Options -- Guidelines

Average Agree Weights. Match weights are logarithms of likelihood ratios. Match probabilities are calculated from likelihood ratios which take into account agreements and disagreements on all data fields which are compared in your linkage model. Match probabilities are used to draw multiple imputations of true link status for all candidate record pairs from a Bayesian posterior distribution. In general, an agreement on rare values (say, Age = 99) receives greater weight than an agreement on common values (say, Age = 30). Disagree weights are the same for all data values because the linkage model assumes that the probability of incorrect values is independent of the true data value. Different agree weights can cause biases in linked datasets used for analysis if you are using Age (or any other field in your linkage model) as an analysis variable.
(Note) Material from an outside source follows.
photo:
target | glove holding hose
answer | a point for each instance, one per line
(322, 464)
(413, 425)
People with rare ages are less likely to have false negative matches (missing links) than people with common ages. You can remove this bias by specifying Y for Average Agree Weights.

Data Provider. Each new project is created for either the Access JET Data Provider or the SQL Server Data Provider, depending on which you specify on the Options Tab. If you specify Access JET as Data Provider, all data tables for the project are built in Access databases (*.mdb) in a local folder with the same name as the project. Multiple databases are created because of size limitations in Access. The default location for the project folder is the same as the default location for new databases (Access Options > General). If you specify SQL Server as Data Provider, all data tables for the project are built on the server in a single database. The server and database must be identified as an ODBC data source (Control Panel > Administrative Tools) in a System DSN named SQL_STMT (SQL Server for Strategic Matching). Specify Windows NT Authentication for the DSN. You may want to change databases for different projects so that data tables for a new project do not overwrite data tables for an old project. An Access Data Project (*.adp) is created in the default project folder and connected to the specified SQL Server database. You will have to provide information requested by the New Connection dialog.
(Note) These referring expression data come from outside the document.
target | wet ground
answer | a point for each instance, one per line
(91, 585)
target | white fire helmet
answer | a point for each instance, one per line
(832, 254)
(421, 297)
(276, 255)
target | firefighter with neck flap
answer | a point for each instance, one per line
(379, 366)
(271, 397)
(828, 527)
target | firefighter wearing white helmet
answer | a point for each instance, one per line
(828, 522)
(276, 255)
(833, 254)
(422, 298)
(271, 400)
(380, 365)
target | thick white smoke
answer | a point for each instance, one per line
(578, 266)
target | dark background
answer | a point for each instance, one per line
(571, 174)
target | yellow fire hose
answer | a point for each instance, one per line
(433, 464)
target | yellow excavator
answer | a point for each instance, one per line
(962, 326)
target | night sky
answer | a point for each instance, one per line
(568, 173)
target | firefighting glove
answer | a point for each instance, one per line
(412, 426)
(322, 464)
Random Sample Percent. Random samples of record pairs from (A x B) are used to estimate the effects of comparisons with tolerances and the effects of comparisons with dependent match fields. Larger sample sizes give more accurate estimates of population statistics. Smaller sample sizes give faster run times. Sample sizes of a few million pairs can be analyzed in a few minutes. You can calculate the size of (A x B) by multiplying the number of records in table A times the number of records in table B.